12/06/2008

What Kept Me Awake

I’ve always been proud of the fact that I can sleep at will—anywhere, anytime. My friends who have problems with insomnia say it is a gift.

Sleep, or power nap, as corporate people prefer to call it—in the car between meetings, in receiving halls before meetings, in boardrooms during meetings—made me survive the rigors of the workplace.

In the last three days, however, I have had no power nap. I was out of town for Compassion International’s Selection Camp.

That meant we had to do interviews all day. Those interviews were so heart wrenching (choosing only 40 among 70 needy students to be supported through college), I stayed awake, holding back tears over and over again.

Those kids (15 to 17), who walk to school, barefoot sometimes because they have no money for shoes or transportation, and who still have to taste fried chicken, gave poverty a face. They all have one desire: to go to college, hoping to make something of themselves with nothing but determination to forge ahead.

We started the interviews at nine AM and knocked off at six PM. After an early supper, because there was no internet connection, one had nothing else to do but sleep—for 10 hours straight, two nights in a row. Those were gifts, too.

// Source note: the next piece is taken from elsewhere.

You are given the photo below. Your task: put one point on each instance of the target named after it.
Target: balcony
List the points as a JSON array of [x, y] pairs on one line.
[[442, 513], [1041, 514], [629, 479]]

For how could one sleep after listening to a series of heartbreaking stories—stories that make you angry and helpless and guilty at the same time? I read the morning papers and saw the other side of the track—gloating politicians, wallowing in wealth and promising to help the poor.

On my long ride home, I didn’t doze off as I often do. I talked to the God of grace. And I gawked at buildings. Architecture in this country is extremely varied and each block is different. Two buildings made me smile. One was McDonald’s. It looked like a pack of French Fries!

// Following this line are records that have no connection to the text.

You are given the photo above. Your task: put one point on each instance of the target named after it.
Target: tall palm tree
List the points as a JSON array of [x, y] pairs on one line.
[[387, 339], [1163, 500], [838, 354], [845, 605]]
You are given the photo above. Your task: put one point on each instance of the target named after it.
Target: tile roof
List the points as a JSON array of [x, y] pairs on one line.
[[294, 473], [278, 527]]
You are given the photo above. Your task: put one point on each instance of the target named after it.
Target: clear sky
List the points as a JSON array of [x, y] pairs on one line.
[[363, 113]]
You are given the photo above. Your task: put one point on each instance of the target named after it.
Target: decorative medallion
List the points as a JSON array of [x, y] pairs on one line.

And the other was OMF Lit's. It has a billboard of my latest book.

At the Compassion Selection Camp, I learned that you don’t find joy. It finds you. It also found me in traffic watching these buildings—which were a balm to a heavy heart.

2 comments:

Anonymous said...

Poverty is a reality, and we do need lots of people who have the heart to help those in need... And one thing I've learned in being an activist, politicians, we can't rely on them but there are still people out there who can and are willing to help those in need... We need to have faith in these people... and we need to have faith in God cause I know he always good things to come to us...

Grace D. Chong said...

Hi, Tribo! Thanks for the reminder. Having faith in people, and specially in God, to make things easier for those who are mired in poverty will keep us going.